Mais que recouvre exactement la notion de pharmacie clinique ? Dans son rapport, le HCAAM y intègre les bilans partagés de médication (BPM), les entretiens d’accompagnement (patients asthmatiques, sous AVK/AOD, sous anticancéreux oraux), la vaccination, la prévention de l’iatrogénie médicamenteuse, la lutte contre les addictions, le dépistage ou encore la mission de pharmacien correspondant… Malgré tout, cette pharmacie clinique est, à ses yeux, « insuffisamment déployée ».
Des résultats édifiants
C’est à la Société française de pharmacie clinique (SFPC) que l’on doit la définition précise et actualisée de la pharmacie clinique : « Discipline de santé centrée sur le patient dont l’exercice a pour objectif d’optimiser la prise en charge thérapeutique, à chaque étape du parcours de soins. » En conséquence, « les actes de pharmacie clinique contribuent à la sécurisation, à la pertinence et à l’efficience du recours aux produits de santé » et « le pharmacien exerce en collaboration avec les autres professionnels impliqués, le patient et ses aidants ».

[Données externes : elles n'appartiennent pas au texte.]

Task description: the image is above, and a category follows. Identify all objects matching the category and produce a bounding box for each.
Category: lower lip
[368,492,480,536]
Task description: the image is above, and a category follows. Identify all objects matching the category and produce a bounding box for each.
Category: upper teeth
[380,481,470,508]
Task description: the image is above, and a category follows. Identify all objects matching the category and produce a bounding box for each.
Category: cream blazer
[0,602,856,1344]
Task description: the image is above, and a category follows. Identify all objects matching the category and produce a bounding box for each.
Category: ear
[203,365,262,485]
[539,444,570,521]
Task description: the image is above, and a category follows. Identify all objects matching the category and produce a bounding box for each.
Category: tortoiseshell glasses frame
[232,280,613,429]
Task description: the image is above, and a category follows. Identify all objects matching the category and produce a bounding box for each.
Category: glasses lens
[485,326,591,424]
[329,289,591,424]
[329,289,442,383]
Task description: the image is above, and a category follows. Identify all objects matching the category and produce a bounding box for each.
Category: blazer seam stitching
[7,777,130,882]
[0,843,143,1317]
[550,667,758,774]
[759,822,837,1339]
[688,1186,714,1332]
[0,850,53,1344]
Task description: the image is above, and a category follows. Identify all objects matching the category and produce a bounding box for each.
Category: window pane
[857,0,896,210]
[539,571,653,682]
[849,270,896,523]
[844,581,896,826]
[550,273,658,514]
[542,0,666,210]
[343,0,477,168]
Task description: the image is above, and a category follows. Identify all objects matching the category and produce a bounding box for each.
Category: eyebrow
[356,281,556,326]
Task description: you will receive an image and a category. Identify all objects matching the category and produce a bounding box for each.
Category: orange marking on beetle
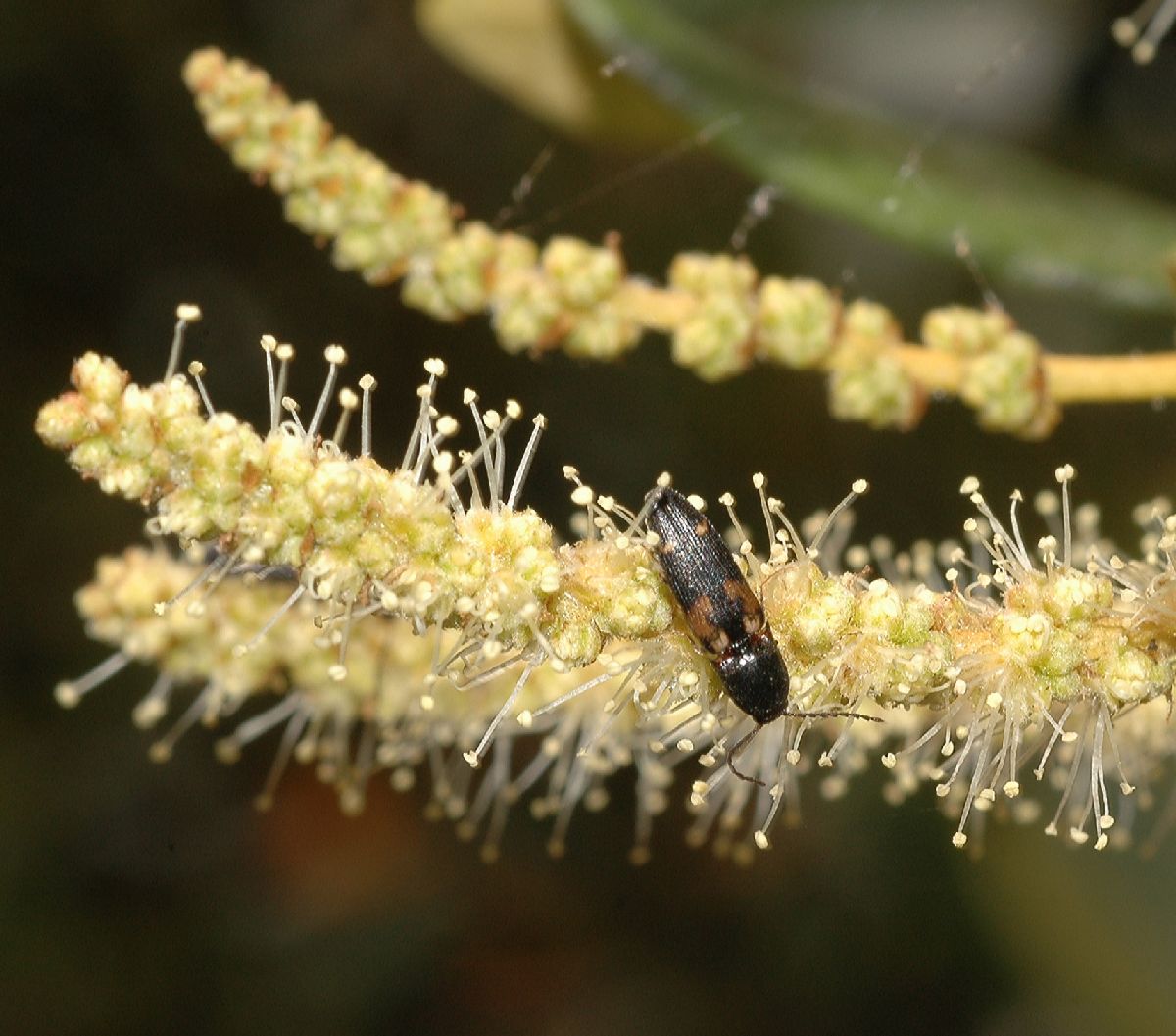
[723,579,768,635]
[686,594,731,655]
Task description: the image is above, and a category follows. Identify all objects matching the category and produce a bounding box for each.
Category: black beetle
[642,486,875,785]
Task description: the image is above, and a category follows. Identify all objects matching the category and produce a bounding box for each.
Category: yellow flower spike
[37,315,1176,855]
[183,47,1176,439]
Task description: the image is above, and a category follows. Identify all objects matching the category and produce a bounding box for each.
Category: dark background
[7,0,1176,1034]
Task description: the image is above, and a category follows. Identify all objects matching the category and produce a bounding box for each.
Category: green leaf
[564,0,1176,311]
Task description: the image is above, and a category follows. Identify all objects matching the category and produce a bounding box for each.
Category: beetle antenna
[784,709,882,723]
[727,723,768,788]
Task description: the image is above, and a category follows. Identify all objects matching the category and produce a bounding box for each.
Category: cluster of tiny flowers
[37,306,1176,860]
[922,306,1062,439]
[183,48,1059,439]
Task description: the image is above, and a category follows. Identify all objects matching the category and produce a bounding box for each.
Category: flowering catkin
[176,48,1077,439]
[37,328,1176,859]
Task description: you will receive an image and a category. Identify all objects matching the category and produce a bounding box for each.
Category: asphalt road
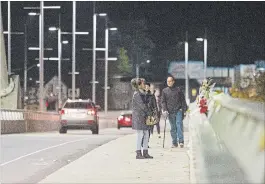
[0,128,134,183]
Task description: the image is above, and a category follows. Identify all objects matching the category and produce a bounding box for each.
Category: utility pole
[92,1,97,104]
[72,1,76,100]
[39,1,44,111]
[185,31,189,104]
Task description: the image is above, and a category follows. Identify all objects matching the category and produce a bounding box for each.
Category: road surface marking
[0,138,89,167]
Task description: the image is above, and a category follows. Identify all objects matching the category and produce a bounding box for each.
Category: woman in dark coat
[131,79,153,159]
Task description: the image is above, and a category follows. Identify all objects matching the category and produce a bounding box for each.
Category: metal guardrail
[0,109,60,134]
[189,94,265,183]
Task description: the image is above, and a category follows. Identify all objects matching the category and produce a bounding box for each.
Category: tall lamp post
[24,4,61,111]
[92,5,107,103]
[104,23,118,114]
[49,24,62,108]
[185,31,190,104]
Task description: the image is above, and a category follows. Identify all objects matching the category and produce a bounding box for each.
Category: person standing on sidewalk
[151,89,162,138]
[131,78,153,159]
[142,83,158,148]
[162,76,188,148]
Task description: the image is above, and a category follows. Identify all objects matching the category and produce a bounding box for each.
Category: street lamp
[136,59,151,78]
[196,28,207,79]
[24,4,61,111]
[104,13,118,114]
[49,23,62,108]
[184,31,190,104]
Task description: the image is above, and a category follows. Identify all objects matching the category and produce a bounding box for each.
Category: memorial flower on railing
[197,78,215,116]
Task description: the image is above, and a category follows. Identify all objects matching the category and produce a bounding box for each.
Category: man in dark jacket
[161,76,188,148]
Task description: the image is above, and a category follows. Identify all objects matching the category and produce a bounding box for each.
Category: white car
[59,99,99,134]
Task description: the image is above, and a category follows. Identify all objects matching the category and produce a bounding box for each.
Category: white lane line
[0,138,89,167]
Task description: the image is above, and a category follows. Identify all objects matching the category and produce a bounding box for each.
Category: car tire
[59,127,67,134]
[92,125,99,134]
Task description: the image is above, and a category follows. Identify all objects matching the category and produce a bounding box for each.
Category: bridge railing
[189,94,265,183]
[0,109,60,134]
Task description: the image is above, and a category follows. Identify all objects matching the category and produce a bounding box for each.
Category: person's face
[167,77,175,87]
[155,89,160,96]
[145,85,150,91]
[139,81,145,89]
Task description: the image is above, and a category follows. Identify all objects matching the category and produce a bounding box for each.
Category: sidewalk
[40,129,190,184]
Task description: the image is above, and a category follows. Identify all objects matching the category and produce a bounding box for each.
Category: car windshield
[64,102,94,109]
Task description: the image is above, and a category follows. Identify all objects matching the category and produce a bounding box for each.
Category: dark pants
[169,111,184,144]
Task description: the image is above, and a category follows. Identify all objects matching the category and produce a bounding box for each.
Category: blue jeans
[136,130,149,150]
[168,111,184,144]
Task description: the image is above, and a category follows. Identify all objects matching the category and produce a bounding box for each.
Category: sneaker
[179,143,184,148]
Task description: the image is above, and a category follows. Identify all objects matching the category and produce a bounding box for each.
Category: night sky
[2,1,265,85]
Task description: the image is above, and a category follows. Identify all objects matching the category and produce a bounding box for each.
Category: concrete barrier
[0,109,121,134]
[0,109,60,134]
[189,94,265,183]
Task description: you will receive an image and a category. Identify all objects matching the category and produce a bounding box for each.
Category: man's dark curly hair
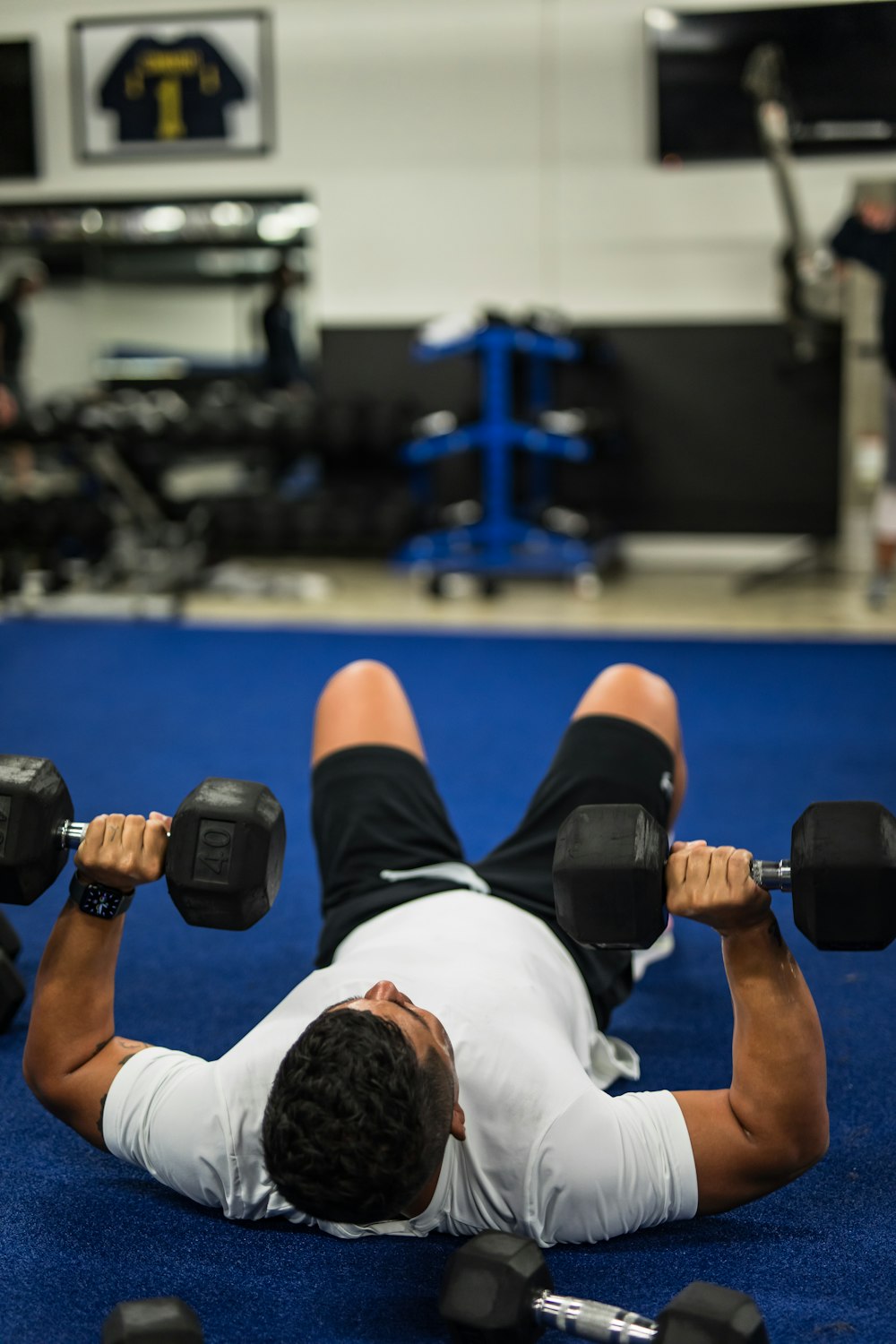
[262,1008,454,1223]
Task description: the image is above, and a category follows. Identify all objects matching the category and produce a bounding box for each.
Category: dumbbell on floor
[439,1233,769,1344]
[554,803,896,952]
[102,1297,205,1344]
[0,755,286,929]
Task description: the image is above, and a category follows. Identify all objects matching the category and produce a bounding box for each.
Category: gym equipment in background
[395,316,620,594]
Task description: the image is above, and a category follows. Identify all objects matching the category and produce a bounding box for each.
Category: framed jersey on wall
[71,10,272,160]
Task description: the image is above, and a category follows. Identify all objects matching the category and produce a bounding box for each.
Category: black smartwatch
[68,873,134,919]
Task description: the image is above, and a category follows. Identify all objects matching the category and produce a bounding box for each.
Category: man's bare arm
[668,847,828,1214]
[22,814,169,1148]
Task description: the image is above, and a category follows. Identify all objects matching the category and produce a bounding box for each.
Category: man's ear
[450,1101,466,1144]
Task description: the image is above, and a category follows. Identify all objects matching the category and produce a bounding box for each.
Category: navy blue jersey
[99,37,246,142]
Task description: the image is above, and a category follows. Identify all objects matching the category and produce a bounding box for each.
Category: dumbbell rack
[395,322,597,590]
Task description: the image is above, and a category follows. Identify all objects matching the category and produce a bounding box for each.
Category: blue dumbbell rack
[395,323,595,589]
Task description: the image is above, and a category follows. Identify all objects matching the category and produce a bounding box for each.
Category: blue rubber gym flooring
[0,621,896,1344]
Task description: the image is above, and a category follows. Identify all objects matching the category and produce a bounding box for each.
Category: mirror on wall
[0,193,318,400]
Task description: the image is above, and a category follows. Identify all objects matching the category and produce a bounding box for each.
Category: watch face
[81,887,121,919]
[78,883,130,919]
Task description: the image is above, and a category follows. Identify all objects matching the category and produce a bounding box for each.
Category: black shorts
[312,714,675,1029]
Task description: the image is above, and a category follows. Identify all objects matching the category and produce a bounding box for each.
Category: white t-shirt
[103,890,697,1246]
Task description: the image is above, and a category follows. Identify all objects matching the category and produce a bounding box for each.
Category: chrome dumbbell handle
[532,1293,659,1344]
[56,822,170,849]
[750,859,791,892]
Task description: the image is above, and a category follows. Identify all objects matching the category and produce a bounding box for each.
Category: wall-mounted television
[0,42,38,177]
[645,0,896,166]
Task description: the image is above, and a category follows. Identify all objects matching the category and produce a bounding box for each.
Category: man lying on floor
[24,661,828,1246]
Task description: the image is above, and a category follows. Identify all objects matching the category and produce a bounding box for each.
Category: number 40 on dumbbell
[0,755,286,929]
[554,803,896,952]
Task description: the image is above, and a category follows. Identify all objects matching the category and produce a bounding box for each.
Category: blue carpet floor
[0,623,896,1344]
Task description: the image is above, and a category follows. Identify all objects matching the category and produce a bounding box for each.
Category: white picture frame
[71,10,272,161]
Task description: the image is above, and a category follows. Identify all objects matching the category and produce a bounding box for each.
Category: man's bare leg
[312,659,426,765]
[573,663,688,827]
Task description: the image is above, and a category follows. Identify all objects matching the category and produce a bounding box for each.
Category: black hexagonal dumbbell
[0,755,286,929]
[102,1297,205,1344]
[554,803,896,952]
[0,911,27,1035]
[439,1233,769,1344]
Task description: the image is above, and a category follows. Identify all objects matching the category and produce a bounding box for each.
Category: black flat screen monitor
[0,42,38,177]
[645,0,896,166]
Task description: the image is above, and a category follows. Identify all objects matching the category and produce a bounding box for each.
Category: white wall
[0,0,896,324]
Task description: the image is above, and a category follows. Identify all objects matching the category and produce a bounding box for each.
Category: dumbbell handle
[56,822,170,849]
[750,859,791,892]
[532,1293,659,1344]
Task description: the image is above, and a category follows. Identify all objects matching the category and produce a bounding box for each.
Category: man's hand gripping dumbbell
[554,803,896,952]
[0,755,286,929]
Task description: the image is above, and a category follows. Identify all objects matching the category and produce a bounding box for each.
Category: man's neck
[404,1163,442,1218]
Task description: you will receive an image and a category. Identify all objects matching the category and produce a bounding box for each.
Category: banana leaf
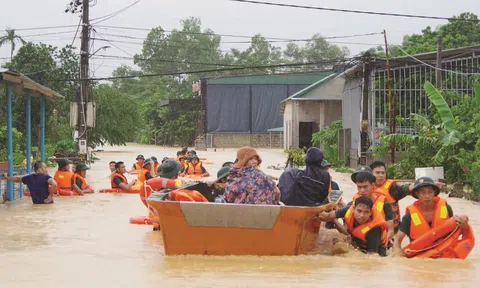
[423,81,457,133]
[442,131,460,147]
[473,80,480,105]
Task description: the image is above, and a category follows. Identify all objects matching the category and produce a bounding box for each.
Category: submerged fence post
[6,82,14,201]
[40,95,45,162]
[25,89,32,174]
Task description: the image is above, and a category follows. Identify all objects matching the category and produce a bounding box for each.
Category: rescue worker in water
[72,163,94,195]
[180,154,210,177]
[393,177,468,256]
[319,167,394,241]
[337,196,388,256]
[53,159,73,190]
[370,161,413,233]
[129,155,145,173]
[111,161,137,191]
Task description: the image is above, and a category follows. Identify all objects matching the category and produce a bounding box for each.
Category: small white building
[280,71,345,149]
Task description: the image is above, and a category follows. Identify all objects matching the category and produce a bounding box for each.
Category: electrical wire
[90,0,141,24]
[43,57,358,82]
[226,0,480,22]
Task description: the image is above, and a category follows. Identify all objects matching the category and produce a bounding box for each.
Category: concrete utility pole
[383,30,397,163]
[78,0,90,161]
[435,37,443,90]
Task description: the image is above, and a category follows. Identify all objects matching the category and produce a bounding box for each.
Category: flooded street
[0,144,480,288]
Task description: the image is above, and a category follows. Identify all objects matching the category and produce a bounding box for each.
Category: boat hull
[148,193,335,256]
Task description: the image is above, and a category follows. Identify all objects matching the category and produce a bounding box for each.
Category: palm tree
[0,28,27,58]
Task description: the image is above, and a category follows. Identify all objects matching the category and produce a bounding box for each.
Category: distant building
[198,71,341,148]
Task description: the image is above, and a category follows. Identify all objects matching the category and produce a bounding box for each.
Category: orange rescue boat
[147,193,338,256]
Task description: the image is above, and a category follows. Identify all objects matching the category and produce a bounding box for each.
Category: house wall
[342,79,362,153]
[212,133,283,148]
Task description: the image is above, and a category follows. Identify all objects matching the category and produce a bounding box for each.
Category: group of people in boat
[202,147,473,256]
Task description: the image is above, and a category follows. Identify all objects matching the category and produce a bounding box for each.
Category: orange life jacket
[328,176,332,193]
[347,192,386,218]
[375,179,400,228]
[72,173,87,190]
[110,171,128,188]
[133,162,143,170]
[185,162,203,175]
[406,197,450,241]
[137,169,150,183]
[344,196,388,249]
[53,170,73,190]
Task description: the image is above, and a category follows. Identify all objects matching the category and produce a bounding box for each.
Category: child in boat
[72,163,94,195]
[319,167,394,241]
[53,159,73,190]
[224,147,280,205]
[337,196,388,256]
[180,154,210,177]
[393,177,469,256]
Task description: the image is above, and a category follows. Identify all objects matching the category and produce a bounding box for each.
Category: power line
[90,0,141,24]
[43,58,358,82]
[227,0,479,22]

Les expérimentations de pharmacie clinique ont dévoilé, ces derniers mois, de premiers résultats édifiants. C’est le cas du projet OSyS (Orientation système de soins) mis sur pied en Bretagne par l’association Pharma Système Qualité avec le soutien de l’agence régionale de santé (ARS) et des Unions régionales des professions de santé (URPS) médecins et pharmaciens. Le principe : faire de l’officine la porte d’entrée du parcours patient dans les soins non programmés. Concrètement, dans 13 situations identifiées telles que la rhinite, la diarrhée, la douleur pharyngée ou encore la conjonctivite, le pharmacien aiguille le patient selon son besoin et en fonction d’un arbre décisionnel : prise en charge au comptoir, (télé) consultation, urgences. Le premier bilan réalisé en mai dernier fait état d’un taux de satisfaction de 99 % chez les 400 personnes ayant suivi le parcours OSyS, dont 25 % ont été orientées vers une consultation médicale.
C’est aussi le cas des expérimentations OCTAVE et PARTAGE. La première, née en Bretagne à l’initiative de pharmaciens d’officine, a d’emblée été étendue aux Pays de la Loire. Portée par les URPS pharmaciens des deux régions et soutenue par les URPS médecins, infirmiers et masseurs-kinésithérapeutes, elle a embarqué 12 établissements de santé et près de 150 officines qui plébiscitent le projet. Le principe : mettre en place une communication efficace et simplifiée entre la ville et l’hôpital pour échanger en détail sur les traitements d’un patient devant subir une opération chirurgicale, avant, pendant et après hospitalisation. La seconde, PARTAGE, a pris place dans le Maine-et-Loire grâce à la détermination des pharmaciens hospitaliers du groupement hospitalier territorial (GHT) 49. L’idée est similaire à celle du projet OCTAVE et a immédiatement séduit les confrères officinaux puisque 207 pharmacies sur les 234 du département ont intégré le projet, ainsi que 8 des 10 établissements de santé du GHT 49. Là encore, le projet a un effet fédérateur applaudi par tous les participants, à l’hôpital comme en ville.